In total, 162 couples were interviewed in an assisted reproduction clinic cross-sectionally. Subjects completed a socio-demographic form, World Health Organization Quality of Life-BREF and the Beck Depression Inventory independently. The statistical strategy was guided to ensure that subjects would be explored within pairs at all times and not as independent groups. Paired t-tests were run, and Cohen's effect was estimated. Depression levels were controlled by linear multiple regressions and repeated-measures ANCOVAs.
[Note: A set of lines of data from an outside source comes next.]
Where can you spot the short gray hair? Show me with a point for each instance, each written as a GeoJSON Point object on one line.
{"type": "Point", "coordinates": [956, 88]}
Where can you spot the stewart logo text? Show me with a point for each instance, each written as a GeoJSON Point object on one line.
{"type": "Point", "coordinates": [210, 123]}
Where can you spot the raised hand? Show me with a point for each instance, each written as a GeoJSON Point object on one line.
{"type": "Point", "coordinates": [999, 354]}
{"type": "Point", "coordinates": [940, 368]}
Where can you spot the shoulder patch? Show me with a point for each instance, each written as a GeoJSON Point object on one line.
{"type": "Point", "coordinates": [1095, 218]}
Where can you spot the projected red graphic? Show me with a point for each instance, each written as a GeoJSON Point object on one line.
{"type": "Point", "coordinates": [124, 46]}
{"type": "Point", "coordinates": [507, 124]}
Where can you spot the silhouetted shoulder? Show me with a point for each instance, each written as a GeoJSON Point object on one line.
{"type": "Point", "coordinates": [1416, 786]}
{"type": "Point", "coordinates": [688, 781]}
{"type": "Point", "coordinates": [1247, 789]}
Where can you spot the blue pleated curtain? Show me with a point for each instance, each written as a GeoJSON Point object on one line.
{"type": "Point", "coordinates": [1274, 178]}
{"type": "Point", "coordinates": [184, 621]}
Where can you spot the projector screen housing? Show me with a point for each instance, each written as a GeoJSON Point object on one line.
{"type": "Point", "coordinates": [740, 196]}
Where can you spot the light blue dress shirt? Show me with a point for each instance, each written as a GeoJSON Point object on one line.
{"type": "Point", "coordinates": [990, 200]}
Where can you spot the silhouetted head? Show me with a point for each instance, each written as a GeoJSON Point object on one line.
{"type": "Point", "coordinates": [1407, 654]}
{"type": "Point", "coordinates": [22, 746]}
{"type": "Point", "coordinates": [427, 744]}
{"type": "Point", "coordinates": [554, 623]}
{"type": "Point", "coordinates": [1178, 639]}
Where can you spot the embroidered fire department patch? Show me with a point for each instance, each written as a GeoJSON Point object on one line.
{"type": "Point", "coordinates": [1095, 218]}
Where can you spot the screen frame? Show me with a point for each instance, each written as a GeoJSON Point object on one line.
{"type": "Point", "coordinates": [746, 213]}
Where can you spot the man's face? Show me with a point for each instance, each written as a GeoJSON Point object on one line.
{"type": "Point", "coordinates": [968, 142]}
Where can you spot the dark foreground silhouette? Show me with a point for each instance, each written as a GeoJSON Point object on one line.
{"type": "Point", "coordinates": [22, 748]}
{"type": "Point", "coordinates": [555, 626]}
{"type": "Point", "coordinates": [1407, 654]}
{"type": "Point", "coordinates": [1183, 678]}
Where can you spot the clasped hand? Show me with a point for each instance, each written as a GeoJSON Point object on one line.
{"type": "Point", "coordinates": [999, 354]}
Out of the five QOL domain scores, only two showed a significant discrepancy between partners (psychological and social relationship domains). Male depression was a significant predictor for all five QOL difference scores, whereas female depression was associated with three (overall, psychological and physical). Moreover, it was demonstrated that, except for the psychological domain and for the female depression on the physical domain, the load of depression as a predictor of the QOL difference scores was markedly low, accounting for not more than 7.5% of the variance of congruence between men's and women's QOL.


Our findings suggest that QOL scores do not differ markedly between spouses. Since QOL seemed similarly affected in both men and women, consideration might be given to offering interventions to them as a dyad. These results are not in line with the previous non-paired studies, and further investigations are required to address this dissimilarity.